Most horror critics and writers like myself have seen many of the films West writes about. I saw them because they were a) French and b) horror or taboo; things I love unconditionally, with Martyrs and High Tension sitting in prime positions on my shelves. They were terrifying films yet I was drawn to them. I couldn’t make connections other than they were all French and showed a darker side to the country I romanticized so much; dots on the same page without the lines to connect them. West is able to create threads of similarities with such coherence and logic, that any French extreme enthusiast feels a sense of almost relief as her analysis pinpoints characters, motivations and plotlines to make sense of the chaos you witness on-screen. All the chapters are riveting, but for those of you who search for some meaning from Martyrs as much as I have, West’s dissection and interpretation of the film comes very near to perfection.

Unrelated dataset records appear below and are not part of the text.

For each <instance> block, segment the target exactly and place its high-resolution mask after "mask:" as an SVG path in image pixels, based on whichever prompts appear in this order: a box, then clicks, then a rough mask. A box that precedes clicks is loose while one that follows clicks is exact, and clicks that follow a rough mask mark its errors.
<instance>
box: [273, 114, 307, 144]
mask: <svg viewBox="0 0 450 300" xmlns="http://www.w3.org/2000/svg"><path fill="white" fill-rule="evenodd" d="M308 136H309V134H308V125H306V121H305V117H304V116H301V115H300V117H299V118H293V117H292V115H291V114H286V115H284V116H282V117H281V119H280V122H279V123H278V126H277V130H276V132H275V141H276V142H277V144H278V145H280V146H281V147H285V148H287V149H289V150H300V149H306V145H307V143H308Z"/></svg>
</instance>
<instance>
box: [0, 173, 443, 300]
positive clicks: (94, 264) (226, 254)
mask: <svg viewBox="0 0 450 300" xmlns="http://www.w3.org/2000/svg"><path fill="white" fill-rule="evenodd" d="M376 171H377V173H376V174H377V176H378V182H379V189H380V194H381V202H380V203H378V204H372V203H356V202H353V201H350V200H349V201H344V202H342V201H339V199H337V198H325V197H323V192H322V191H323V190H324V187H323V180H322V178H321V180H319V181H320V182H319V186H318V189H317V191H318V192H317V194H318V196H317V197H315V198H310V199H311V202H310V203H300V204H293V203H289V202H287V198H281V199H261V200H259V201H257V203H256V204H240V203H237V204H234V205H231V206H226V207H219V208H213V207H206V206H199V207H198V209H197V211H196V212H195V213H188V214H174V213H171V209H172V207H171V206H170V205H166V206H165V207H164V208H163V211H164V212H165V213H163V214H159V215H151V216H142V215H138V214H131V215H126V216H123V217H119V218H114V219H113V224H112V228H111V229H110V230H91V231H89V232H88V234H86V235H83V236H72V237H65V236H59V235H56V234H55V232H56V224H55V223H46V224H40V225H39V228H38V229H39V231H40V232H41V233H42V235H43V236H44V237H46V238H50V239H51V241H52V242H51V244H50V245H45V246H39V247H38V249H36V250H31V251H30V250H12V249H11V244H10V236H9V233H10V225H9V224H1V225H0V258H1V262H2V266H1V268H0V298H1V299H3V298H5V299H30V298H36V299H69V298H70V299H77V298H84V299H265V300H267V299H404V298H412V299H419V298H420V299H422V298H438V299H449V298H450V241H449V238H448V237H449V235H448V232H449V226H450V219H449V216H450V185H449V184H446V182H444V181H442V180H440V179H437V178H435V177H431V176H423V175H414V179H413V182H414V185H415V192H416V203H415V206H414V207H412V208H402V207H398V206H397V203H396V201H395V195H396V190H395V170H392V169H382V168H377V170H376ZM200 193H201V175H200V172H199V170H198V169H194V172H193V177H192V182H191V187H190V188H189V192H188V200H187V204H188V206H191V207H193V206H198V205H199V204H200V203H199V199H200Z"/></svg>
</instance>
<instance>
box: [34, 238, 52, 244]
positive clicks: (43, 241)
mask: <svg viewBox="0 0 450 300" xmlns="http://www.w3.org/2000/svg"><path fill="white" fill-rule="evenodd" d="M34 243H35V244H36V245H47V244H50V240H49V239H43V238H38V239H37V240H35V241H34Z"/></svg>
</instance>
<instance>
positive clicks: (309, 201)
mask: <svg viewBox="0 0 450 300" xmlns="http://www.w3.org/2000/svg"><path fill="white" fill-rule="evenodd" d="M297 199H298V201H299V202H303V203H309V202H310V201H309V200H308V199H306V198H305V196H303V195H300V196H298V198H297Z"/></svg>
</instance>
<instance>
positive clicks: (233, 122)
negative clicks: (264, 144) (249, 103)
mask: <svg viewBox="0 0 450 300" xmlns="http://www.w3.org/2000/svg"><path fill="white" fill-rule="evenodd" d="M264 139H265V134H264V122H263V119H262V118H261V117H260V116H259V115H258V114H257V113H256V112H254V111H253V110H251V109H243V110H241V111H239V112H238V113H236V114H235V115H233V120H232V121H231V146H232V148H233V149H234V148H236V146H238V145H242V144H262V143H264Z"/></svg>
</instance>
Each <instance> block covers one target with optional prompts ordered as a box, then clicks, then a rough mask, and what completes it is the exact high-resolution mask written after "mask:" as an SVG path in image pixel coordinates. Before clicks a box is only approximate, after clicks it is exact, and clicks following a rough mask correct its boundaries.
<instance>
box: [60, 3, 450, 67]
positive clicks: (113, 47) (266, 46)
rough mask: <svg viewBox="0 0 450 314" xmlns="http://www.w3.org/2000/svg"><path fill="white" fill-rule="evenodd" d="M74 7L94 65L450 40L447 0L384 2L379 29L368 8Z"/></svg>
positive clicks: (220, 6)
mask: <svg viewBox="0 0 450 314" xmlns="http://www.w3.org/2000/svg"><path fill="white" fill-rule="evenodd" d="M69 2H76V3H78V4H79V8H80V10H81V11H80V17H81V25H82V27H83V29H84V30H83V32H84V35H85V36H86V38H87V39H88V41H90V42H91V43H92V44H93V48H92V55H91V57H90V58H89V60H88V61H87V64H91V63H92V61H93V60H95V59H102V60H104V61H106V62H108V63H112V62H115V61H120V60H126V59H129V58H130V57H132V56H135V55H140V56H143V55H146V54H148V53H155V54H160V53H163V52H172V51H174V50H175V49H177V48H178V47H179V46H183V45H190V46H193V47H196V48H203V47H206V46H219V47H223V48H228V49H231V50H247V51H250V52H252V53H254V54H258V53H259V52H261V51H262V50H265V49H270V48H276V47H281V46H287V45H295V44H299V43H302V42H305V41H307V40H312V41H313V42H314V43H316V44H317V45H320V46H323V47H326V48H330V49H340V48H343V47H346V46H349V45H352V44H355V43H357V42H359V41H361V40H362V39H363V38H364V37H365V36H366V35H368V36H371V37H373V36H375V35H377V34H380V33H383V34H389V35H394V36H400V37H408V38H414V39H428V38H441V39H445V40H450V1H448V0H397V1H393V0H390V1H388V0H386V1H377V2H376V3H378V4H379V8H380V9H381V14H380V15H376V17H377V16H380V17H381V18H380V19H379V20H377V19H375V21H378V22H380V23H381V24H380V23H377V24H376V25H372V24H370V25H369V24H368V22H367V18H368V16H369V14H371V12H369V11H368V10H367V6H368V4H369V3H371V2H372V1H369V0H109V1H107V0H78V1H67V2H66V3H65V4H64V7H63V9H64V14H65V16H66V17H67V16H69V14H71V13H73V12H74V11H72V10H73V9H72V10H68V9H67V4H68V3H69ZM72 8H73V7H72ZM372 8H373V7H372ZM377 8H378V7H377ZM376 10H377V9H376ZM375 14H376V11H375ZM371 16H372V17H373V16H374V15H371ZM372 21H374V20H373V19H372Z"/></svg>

Films of the New French Extremity: Visceral Horror and National Identity will resonate with those who love French Extreme cinema and those who have visited (and fallen in love with) France like myself; becoming lured by the romantic façade of an aloof yet beautiful country, only to scratch the surface revealing the grimy reality underneath.  Steeped in the history and culture of France, West’s book makes these admittedly horrifying films accessible and convey an understanding much like one would study a terrifying beast for meaning. It is truly a must read for any and all horror fans and academics out there looking for a comprehensive guide to the beginnings of French Extreme cinema.